Annual. Culms tufted, erect or geniculately ascending, slightly flattened, 15–100 cm tall. Basal leaf sheaths strongly keeled, glabrous; leaf blades flat or folded, 5–30 cm, 2–7 mm wide, glabrous, adaxial surface scabrous, apex acuminate; ligule 0.5–1 mm, glabrous or ciliate. Racemes digitate, 5–12, erect or slightly slanting, 2–10 cm, silky, pale brown or tinged pink or purple; rachis scabrous or hispid. Spikelets with 2 or 3 florets, 2-awned; lower glume 1.8–2.2 mm; upper glume 3–4 mm, acuminate; lemma of fertile floret obovate-lanceolate in side view, 2.8–3.5 mm, keel gibbous, conspicuously bearded on upper margins with a spreading tuft of 2.5–3.5 mm silky hairs, margins, keel and flanks silky-ciliate or glabrous; awn 5–15 mm; second floret sterile, oblong, glabrous, awn 4–10 mm; third floret occasionally present, reduced to a small clavate scale, awnless.
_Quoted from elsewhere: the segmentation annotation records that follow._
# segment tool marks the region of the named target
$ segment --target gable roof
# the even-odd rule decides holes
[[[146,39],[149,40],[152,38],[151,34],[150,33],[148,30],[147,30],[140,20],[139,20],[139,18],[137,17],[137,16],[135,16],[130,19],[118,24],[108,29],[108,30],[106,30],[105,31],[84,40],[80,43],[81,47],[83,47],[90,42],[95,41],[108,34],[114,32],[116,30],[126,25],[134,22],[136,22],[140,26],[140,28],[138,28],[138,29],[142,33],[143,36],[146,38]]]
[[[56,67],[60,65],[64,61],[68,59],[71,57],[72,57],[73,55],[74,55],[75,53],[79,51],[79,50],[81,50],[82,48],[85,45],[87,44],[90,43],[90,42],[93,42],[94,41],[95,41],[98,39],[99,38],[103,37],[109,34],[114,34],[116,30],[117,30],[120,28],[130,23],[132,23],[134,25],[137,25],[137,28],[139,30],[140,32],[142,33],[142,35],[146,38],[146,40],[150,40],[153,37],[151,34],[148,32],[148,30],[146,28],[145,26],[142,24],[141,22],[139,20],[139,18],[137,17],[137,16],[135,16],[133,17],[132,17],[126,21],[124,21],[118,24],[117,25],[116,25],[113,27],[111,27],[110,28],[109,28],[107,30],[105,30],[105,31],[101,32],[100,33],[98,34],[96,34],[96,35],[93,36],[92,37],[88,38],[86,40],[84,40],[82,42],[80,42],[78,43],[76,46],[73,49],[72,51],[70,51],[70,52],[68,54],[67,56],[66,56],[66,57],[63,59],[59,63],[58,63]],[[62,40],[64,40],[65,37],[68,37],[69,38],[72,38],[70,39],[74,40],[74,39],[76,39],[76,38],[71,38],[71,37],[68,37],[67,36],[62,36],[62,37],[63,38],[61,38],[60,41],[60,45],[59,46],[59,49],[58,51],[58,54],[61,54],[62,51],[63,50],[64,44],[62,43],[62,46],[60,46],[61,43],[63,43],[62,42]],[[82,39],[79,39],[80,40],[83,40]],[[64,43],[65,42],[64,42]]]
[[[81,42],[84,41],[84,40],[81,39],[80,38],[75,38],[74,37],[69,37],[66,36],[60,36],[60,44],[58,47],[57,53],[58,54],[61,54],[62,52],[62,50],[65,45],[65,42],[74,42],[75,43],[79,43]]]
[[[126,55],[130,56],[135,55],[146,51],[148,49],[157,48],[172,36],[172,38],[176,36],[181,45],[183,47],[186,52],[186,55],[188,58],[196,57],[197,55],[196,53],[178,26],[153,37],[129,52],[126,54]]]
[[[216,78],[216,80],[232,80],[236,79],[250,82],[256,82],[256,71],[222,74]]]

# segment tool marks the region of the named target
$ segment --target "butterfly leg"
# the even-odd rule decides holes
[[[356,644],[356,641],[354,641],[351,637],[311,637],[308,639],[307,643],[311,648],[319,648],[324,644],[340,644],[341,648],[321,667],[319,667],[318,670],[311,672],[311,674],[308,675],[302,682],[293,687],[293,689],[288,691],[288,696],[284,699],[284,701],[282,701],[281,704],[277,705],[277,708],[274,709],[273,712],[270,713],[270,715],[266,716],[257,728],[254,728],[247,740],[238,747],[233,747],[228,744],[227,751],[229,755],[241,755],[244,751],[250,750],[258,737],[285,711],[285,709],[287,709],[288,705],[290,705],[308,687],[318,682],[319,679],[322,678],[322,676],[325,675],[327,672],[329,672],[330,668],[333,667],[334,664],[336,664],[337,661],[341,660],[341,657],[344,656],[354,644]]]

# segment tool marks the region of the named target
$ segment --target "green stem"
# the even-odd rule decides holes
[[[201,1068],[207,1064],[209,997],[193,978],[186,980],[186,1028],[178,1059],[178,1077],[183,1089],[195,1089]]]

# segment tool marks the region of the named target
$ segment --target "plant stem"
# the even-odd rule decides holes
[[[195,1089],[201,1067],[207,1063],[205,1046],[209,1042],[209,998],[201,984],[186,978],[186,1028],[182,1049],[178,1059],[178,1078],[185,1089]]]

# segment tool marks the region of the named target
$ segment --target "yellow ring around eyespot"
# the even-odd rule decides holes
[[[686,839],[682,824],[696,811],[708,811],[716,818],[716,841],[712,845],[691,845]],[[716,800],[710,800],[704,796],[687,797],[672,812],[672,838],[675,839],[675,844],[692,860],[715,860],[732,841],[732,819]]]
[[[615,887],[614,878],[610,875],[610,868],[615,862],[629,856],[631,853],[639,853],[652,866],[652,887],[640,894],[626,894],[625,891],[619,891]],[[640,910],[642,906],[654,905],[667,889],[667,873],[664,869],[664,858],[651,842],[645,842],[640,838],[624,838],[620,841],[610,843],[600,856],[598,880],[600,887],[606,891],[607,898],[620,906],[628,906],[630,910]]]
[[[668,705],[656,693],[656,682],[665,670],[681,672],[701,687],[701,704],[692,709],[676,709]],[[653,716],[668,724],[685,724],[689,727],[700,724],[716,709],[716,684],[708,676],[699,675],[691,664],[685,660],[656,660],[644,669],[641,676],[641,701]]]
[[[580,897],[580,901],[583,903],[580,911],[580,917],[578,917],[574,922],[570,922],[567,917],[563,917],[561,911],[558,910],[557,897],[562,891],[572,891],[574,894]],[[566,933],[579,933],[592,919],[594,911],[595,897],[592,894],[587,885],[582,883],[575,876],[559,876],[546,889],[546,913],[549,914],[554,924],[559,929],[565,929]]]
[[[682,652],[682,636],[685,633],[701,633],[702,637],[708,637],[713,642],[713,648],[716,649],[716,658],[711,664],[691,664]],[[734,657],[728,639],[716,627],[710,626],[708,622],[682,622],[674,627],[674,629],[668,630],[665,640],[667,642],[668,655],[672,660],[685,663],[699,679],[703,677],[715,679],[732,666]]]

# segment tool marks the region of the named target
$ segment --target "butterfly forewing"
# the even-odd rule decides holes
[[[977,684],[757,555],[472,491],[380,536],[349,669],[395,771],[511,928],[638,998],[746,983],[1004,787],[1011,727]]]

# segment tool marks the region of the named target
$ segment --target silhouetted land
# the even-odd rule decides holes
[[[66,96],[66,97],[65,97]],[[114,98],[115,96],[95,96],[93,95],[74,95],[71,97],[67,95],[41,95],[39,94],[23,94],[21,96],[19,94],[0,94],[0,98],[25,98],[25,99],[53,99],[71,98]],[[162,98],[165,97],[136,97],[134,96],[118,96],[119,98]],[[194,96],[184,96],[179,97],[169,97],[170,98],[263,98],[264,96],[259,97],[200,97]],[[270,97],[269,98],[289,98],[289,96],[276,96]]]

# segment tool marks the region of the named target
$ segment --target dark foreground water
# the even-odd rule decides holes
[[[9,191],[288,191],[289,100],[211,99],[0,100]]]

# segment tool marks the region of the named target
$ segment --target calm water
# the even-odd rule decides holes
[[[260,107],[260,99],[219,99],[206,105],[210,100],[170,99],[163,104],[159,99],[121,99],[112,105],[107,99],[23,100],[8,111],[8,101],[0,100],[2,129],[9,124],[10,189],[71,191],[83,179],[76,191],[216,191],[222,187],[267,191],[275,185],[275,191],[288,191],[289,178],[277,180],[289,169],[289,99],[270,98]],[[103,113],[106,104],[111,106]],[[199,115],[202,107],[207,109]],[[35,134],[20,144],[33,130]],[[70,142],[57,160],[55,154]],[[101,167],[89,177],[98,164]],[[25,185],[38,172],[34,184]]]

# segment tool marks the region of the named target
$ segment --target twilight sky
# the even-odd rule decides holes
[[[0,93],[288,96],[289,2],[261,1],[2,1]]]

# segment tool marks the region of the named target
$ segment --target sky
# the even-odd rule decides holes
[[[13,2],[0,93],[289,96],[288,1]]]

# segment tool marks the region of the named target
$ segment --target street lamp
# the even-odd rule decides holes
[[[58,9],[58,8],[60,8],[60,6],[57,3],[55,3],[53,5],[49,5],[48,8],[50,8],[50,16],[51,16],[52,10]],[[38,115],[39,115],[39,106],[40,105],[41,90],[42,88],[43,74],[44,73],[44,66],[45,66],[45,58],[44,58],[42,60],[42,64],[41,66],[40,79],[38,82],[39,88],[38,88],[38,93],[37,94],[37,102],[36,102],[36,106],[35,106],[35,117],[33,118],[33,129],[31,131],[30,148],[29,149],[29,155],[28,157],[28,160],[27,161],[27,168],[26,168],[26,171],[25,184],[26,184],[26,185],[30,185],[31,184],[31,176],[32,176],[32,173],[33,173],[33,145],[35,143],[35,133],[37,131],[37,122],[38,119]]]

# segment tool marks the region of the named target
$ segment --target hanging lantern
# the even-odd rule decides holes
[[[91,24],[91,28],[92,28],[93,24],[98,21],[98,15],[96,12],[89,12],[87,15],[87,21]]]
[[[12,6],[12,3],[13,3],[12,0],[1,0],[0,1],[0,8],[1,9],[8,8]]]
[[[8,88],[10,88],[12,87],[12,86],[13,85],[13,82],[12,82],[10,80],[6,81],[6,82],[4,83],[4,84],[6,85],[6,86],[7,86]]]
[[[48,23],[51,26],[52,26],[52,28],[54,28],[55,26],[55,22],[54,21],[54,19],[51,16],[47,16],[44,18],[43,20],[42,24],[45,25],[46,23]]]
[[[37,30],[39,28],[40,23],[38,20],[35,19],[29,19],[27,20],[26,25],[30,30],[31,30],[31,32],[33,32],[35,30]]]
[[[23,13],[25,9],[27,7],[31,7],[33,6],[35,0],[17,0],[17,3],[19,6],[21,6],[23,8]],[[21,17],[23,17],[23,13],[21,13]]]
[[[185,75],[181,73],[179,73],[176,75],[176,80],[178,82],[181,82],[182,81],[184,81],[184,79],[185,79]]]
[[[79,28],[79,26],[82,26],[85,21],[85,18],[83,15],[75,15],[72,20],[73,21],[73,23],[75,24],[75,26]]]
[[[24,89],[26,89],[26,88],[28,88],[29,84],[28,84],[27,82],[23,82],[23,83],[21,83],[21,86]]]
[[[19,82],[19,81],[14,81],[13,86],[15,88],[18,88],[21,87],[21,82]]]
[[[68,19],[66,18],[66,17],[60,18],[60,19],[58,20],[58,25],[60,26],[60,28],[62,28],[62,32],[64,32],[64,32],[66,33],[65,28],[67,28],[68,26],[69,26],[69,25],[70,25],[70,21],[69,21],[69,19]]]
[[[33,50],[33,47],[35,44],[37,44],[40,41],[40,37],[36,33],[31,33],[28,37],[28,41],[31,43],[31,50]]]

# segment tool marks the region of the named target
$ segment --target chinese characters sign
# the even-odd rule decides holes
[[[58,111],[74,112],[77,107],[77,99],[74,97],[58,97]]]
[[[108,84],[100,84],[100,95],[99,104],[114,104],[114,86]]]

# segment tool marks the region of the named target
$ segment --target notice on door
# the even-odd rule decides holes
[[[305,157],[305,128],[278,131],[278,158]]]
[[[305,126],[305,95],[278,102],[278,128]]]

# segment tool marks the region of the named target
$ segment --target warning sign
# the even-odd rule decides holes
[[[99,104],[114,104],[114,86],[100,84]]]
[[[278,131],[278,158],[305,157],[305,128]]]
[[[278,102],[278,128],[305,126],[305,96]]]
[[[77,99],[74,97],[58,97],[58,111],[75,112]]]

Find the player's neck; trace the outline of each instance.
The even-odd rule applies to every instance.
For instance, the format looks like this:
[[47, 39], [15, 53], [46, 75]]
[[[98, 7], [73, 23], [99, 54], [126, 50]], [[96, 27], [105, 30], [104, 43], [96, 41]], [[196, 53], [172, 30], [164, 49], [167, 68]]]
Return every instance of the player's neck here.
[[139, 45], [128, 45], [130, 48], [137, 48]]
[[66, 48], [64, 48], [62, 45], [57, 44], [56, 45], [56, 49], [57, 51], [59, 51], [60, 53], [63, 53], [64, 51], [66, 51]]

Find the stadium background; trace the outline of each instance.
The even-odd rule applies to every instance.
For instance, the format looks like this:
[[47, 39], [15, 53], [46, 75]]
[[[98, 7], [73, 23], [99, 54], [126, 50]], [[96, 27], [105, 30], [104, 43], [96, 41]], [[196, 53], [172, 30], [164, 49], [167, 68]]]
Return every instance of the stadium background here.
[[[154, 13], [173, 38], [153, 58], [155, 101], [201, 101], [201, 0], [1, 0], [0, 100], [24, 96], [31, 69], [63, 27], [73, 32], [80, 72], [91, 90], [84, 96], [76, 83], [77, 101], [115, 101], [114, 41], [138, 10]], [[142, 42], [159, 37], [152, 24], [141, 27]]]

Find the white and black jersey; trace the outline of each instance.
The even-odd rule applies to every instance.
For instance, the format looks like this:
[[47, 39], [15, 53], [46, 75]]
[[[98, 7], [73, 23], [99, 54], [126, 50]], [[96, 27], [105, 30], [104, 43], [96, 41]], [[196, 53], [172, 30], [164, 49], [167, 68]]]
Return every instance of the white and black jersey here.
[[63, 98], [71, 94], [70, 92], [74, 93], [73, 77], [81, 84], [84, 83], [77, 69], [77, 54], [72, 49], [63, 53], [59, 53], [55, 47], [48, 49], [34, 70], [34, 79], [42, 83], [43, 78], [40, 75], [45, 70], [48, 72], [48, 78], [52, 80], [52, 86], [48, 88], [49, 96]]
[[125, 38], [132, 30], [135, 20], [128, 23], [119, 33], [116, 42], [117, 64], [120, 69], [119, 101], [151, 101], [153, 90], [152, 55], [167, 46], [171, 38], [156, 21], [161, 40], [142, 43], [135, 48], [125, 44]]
Fl. and fr. Jun–Oct. 2n = 14, 20, 26, 30, 40.
This is a widespread and very variable, weedy annual, recognized by the conspicuous tufts of spreading, silky hairs on the upper lemma margins, together with a digitate inflorescence of erect racemes. It extends from the tropics well into temperate regions where the summers are hot.
Common on stony slopes, steppe, sandy riversides, roadsides, fields, plantations, frequent on walls and roofs; sea level to 3700 m. Gansu, Hebei, Heilongjiang, Henan, Jiangsu, Jilin, Liaoning, Nei Mongol, Ningxia, Qinghai, Shaanxi, Shandong, Shanxi, Sichuan, Xinjiang, Xizang, Yunnan [Afghanistan, Bhutan, India, Myanmar, Nepal, Pakistan; Africa, America, SW Asia, Australia, Pacific Islands].